Jenny grinste unweigerlich. »Mom, es gibt wirklich nicht viel zu erzählen. Dass ich gestern am Strand war, weißt du bereits. Die Leute sind okay. Wir haben viel geredet und noch mehr gelacht. Am Abend waren wir in diesem Club. Aber so toll war es da nicht.«

Ihre Mutter wirkte noch immer nicht zufrieden. Einen Moment sah es danach aus, als würde sie über den Abend im Shadows nachhaken. Dann jedoch entschied sie sich offenbar anders. »Gehst du heute wieder zum Strand?«

»Ja, hatte ich vor.«

»Dann erübrigt sich wohl die Frage, ob du deinen Dad und mich begleiten willst.

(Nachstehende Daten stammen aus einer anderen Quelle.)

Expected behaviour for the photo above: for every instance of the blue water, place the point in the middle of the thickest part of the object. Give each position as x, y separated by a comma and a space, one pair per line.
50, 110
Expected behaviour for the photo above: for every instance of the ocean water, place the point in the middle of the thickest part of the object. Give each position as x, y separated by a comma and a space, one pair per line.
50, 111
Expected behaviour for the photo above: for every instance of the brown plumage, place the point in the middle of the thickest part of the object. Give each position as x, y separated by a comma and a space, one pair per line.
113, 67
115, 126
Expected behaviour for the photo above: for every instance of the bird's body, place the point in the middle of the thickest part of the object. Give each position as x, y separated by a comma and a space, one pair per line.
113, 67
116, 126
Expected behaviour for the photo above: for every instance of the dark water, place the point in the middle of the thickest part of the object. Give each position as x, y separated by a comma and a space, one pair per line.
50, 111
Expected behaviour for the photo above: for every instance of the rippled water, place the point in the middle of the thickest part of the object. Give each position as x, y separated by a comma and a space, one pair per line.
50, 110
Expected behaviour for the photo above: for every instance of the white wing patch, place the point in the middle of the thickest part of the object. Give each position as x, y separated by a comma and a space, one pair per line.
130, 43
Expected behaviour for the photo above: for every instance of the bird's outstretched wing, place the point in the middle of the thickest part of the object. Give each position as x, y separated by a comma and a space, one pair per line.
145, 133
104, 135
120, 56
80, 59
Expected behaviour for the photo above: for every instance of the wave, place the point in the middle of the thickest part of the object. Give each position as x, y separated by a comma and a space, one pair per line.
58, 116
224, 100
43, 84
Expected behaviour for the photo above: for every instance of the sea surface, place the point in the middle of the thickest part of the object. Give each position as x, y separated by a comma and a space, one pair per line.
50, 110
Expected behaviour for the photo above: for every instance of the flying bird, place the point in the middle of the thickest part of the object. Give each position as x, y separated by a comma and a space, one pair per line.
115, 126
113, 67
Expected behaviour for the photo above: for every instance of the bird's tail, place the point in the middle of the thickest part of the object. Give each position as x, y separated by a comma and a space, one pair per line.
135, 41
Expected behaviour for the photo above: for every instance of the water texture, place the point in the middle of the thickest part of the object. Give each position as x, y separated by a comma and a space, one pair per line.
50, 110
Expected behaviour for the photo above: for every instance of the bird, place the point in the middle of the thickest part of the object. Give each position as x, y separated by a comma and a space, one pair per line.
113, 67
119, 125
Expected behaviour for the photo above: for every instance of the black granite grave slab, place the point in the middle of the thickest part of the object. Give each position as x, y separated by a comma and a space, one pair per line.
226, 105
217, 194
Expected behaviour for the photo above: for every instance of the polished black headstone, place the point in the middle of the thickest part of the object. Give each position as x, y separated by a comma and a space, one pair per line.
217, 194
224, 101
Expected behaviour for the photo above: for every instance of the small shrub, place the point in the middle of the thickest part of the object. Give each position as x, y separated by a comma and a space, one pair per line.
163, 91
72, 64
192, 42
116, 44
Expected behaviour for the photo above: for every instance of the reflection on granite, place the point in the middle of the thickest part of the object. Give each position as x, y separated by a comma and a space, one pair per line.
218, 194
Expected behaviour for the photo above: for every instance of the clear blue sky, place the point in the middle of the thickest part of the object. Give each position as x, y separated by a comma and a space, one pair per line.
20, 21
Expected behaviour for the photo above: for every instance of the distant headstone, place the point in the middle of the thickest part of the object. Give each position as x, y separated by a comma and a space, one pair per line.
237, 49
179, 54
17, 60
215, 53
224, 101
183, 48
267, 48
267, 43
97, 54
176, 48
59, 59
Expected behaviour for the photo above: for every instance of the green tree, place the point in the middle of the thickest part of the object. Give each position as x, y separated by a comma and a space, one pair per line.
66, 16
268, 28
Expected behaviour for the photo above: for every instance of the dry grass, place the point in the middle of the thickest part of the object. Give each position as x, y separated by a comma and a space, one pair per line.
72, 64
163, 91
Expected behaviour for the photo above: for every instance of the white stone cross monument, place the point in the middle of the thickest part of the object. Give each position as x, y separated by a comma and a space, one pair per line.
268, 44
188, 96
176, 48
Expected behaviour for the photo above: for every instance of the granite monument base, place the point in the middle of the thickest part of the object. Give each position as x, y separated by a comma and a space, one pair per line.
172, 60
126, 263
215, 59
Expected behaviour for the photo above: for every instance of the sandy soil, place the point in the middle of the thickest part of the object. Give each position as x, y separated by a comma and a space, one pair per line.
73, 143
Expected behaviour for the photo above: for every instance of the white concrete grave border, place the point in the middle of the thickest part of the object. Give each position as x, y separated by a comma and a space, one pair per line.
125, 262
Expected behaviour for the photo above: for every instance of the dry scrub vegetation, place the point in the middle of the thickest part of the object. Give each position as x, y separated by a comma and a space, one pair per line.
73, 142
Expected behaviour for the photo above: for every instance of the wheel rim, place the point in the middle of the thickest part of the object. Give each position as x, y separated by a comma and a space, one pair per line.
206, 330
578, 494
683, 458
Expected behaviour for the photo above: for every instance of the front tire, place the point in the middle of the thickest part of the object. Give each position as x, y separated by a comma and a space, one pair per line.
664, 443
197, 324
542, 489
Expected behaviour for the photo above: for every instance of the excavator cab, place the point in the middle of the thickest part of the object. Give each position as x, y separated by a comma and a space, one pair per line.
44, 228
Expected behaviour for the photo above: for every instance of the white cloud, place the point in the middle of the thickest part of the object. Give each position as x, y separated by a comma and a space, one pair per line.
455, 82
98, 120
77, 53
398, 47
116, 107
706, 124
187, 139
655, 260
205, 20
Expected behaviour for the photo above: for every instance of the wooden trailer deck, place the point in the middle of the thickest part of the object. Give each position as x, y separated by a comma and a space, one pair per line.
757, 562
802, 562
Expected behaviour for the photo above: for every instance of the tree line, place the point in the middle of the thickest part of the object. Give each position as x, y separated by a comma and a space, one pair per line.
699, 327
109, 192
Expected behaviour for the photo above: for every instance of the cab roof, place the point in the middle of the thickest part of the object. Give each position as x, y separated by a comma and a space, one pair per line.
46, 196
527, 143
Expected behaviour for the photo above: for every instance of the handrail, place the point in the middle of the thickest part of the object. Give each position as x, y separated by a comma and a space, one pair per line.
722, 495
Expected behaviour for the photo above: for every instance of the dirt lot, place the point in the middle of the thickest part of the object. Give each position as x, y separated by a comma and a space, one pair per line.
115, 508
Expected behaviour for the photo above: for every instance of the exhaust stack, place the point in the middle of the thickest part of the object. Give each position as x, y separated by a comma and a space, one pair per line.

In der Nähe gibt es ein Fischereimuseum, das wir uns anschauen möchten.«

»Das klingt so spannend, dass mir vor Aufregung die Füße einschlafen.«

»Was erwartest du? Wir wollen hier Urlaub machen und nicht jeden Tag Stress haben.«

»Du hast ja Recht. Trotzdem ist das nichts für mich.«

»Nur wegen des Strands, oder auch wegen eines Jungen, der sich dort aufhält?«

»Mom!« Eine Sekunde lang war sie völlig von den Socken. Obwohl ihre Mutter von jeher ziemlich offen und direkt war, gelang es ihr erstaunlicherweise immer noch, sie mit ihren Fragen zu schockieren.

»Nein, es gibt da niemand Speziellen.«

»Noch nicht.« Das verschmitzte Lächeln ihrer Mutter gefiel ihr nicht. Hatte Mom sie und Cody gestern eventuell irgendwo gesehen? Vielleicht war es aber auch nur ein Schuss ins Blaue.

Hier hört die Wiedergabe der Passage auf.